Flowing eastward down from the Sacramento Mountains to the Pecos River Valley are the Rio Ruidoso and the Rio Hondo. The valley carved by these streams, called the Hondo Valley, has long been a thoroughfare for humans living in and traveling through the area. Native Americans traveled up and down the valley, hunting and gathering, fishing, and trading and warring with their neighbors. Americans of European descent - referred to here as Euroamericans - have moved through and settled in the valley for more than a century. The wagon road that eventually became US 70 has been the lifeline for travel across the Sacramentos and for communication and interaction among the valley's inhabitants. Over the past several decades, the population of the Hondo Valley has grown, and the valley's picturesque terrain has attracted more and more visitors over the years. The resulting increase in traffic along US 70 prompted the New Mexico Department of Transportation to implement plans for a widening of US 70 between Ruidoso Downs and Riverside.

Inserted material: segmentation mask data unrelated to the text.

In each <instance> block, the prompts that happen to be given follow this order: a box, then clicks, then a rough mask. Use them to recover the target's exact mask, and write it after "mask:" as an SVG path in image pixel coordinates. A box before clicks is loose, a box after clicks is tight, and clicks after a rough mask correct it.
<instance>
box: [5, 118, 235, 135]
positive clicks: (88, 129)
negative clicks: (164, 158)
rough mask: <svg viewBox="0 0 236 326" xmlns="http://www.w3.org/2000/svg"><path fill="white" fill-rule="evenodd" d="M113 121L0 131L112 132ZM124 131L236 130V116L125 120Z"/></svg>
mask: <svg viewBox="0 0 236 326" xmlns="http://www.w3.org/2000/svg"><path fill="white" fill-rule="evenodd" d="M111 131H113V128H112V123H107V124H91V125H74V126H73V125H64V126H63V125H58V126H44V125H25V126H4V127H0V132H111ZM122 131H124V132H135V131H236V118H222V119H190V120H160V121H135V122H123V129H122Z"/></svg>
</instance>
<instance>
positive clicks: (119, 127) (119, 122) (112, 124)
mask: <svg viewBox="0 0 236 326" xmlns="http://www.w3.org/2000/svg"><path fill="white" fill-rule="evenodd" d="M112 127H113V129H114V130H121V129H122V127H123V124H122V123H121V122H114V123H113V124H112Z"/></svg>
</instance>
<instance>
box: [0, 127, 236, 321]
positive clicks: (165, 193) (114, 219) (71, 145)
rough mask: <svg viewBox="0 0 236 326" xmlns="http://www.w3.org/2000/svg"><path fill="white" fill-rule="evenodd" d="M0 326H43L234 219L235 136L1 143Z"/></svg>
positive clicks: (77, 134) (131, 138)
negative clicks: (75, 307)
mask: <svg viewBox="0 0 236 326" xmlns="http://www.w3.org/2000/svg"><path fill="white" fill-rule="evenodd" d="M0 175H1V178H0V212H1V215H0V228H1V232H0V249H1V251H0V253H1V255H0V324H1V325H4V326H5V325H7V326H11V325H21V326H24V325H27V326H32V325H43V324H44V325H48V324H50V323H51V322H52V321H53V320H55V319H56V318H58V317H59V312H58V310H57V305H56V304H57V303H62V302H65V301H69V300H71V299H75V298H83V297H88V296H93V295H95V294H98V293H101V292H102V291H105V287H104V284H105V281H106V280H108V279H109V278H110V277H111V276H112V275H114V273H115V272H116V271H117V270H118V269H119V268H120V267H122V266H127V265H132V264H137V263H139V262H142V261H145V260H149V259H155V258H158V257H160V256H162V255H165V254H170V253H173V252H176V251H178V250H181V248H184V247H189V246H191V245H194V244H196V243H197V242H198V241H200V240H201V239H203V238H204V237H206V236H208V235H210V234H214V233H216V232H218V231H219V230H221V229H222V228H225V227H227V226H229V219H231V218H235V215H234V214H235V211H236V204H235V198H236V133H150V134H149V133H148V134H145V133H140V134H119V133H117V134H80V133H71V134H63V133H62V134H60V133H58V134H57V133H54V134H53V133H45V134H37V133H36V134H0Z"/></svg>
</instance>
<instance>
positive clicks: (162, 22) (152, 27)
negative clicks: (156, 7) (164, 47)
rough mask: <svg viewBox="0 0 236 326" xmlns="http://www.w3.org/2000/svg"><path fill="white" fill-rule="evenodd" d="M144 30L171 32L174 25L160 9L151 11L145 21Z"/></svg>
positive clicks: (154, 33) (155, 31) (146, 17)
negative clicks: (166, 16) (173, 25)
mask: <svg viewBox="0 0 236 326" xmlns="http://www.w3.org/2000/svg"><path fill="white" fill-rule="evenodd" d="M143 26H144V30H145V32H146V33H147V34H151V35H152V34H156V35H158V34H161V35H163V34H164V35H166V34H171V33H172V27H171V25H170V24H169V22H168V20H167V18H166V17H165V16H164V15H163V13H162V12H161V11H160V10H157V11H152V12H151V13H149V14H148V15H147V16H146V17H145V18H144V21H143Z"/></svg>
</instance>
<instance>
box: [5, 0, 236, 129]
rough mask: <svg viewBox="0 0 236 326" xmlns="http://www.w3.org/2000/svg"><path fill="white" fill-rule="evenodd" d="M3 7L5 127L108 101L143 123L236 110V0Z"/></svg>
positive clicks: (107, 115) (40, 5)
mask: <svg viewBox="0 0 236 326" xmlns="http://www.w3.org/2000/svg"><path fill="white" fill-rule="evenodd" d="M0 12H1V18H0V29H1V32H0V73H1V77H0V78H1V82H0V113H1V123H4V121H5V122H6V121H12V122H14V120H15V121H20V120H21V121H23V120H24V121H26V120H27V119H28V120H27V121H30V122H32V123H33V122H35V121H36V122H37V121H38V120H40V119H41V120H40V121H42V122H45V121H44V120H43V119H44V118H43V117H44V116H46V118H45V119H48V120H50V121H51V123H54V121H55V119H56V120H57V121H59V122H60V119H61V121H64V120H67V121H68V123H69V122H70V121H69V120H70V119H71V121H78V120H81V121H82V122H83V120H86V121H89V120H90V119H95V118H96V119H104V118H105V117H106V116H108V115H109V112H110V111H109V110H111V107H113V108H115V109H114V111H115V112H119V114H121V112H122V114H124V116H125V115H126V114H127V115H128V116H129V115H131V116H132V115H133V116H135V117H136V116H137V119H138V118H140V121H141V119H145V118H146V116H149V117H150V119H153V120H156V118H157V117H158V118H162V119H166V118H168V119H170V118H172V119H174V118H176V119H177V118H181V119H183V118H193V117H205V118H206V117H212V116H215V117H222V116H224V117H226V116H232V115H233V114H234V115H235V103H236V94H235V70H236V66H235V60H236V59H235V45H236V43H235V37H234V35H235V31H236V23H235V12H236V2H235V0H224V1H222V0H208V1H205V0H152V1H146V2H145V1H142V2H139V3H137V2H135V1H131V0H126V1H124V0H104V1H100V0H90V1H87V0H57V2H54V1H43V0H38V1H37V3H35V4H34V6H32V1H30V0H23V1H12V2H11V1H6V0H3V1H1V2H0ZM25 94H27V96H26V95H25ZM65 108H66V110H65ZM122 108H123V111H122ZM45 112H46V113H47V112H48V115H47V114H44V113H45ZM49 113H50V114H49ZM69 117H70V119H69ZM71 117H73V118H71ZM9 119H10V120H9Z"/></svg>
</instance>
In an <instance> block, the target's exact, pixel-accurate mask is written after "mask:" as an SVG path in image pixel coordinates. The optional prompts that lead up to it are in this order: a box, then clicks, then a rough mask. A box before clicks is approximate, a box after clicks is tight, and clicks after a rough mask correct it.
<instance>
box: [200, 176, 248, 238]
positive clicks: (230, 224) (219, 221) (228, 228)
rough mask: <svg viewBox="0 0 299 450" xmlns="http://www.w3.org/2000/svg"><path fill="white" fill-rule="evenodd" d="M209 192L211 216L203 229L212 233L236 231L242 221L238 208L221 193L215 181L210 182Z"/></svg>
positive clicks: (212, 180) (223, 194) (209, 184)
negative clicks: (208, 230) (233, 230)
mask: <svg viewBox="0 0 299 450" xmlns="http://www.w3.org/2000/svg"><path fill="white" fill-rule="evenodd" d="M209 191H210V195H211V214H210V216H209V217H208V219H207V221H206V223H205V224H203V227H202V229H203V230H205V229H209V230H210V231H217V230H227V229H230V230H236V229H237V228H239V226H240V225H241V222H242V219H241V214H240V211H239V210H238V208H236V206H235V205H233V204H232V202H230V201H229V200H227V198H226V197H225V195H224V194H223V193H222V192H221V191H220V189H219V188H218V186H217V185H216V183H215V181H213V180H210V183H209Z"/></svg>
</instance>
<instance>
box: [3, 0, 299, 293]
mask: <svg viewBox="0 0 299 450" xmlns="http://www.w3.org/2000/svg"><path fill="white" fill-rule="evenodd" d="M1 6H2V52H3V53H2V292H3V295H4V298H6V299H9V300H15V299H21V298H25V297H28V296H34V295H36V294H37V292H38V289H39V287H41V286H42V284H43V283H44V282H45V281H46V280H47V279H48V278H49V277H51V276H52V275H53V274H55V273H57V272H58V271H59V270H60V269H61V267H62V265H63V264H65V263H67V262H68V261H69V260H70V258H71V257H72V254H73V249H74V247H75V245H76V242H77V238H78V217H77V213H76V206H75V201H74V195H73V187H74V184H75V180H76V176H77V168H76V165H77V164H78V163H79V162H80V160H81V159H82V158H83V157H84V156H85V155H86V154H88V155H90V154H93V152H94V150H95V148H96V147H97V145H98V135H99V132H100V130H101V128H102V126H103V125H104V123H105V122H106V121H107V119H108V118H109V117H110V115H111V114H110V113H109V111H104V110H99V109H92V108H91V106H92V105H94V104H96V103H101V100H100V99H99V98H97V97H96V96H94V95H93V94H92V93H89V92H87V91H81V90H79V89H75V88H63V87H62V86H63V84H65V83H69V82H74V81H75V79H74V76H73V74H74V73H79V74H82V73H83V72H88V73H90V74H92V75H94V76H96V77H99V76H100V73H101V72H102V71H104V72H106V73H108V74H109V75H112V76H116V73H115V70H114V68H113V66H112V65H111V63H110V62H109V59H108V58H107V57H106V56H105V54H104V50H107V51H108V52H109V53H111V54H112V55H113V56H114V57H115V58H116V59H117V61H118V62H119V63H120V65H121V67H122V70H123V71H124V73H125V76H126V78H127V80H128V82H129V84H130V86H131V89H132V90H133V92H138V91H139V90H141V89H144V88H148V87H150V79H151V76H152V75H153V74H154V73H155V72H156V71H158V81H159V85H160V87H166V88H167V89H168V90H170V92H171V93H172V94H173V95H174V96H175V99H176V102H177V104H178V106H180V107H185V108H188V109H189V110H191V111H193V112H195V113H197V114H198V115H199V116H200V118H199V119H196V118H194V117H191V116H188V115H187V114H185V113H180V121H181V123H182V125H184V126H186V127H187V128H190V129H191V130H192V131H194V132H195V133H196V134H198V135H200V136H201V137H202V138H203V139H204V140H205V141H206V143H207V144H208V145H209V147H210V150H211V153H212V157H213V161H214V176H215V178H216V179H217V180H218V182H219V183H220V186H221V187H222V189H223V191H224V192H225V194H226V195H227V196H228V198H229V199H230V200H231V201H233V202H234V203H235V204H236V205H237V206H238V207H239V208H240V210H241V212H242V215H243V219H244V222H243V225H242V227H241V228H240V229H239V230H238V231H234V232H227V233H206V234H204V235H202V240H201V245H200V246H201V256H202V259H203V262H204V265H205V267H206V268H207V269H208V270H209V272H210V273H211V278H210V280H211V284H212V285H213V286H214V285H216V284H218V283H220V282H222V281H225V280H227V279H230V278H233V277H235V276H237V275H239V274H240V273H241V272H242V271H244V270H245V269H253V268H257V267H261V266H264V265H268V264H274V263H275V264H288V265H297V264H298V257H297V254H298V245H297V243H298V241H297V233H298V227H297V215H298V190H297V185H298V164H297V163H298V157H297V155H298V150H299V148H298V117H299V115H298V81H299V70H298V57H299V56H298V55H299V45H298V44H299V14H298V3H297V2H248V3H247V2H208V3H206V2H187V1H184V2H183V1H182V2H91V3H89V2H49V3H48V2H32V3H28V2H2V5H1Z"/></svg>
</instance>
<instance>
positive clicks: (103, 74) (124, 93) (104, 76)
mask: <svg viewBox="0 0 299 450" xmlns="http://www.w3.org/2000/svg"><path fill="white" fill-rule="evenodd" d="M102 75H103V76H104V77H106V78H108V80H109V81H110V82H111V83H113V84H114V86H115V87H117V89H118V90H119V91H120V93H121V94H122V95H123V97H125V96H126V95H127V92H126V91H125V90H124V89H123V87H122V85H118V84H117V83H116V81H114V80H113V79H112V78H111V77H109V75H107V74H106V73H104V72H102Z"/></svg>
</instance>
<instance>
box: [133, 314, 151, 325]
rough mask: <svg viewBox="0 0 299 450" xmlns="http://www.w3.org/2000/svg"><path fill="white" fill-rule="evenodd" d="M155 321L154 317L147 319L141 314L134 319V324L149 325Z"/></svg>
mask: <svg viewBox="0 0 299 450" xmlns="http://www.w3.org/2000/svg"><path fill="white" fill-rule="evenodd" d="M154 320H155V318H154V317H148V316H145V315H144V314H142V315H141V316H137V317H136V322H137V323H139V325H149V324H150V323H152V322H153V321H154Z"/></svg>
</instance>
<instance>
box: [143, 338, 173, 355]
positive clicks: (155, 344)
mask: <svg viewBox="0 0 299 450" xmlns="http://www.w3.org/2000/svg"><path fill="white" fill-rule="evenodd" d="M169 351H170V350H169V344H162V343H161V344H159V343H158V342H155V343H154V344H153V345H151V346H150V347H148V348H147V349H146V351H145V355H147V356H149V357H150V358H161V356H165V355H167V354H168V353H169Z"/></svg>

Because the highway widening would destroy all or portions of many archaeological sites, part of this project involved archaeological investigations, including surveys to identify new sites and record the current conditions of sites that were already known, and excavations to collect information from these sites before they were impacted by construction.
Background:
People have lived in the Hondo Valley for at least 12,000 years. For the vast majority of that time, the inhabitants were Native Americans, whose ancestors came from Asia. Because most of the area's Native American inhabitants lived at a time before there were any written accounts of the area, we refer to them as prehistoric peoples. Their traces are scattered up and down the valley - stone tools and pottery fragments lying on and under the ground surface; remains of storage pits, hearths, and houses; and accumulations of ash and debris in caves and on dry ground surfaces beneath cliff overhangs (called rock shelters by archaeologists). This is the timeworn record of an unwritten past, the silent testimony to a muted history.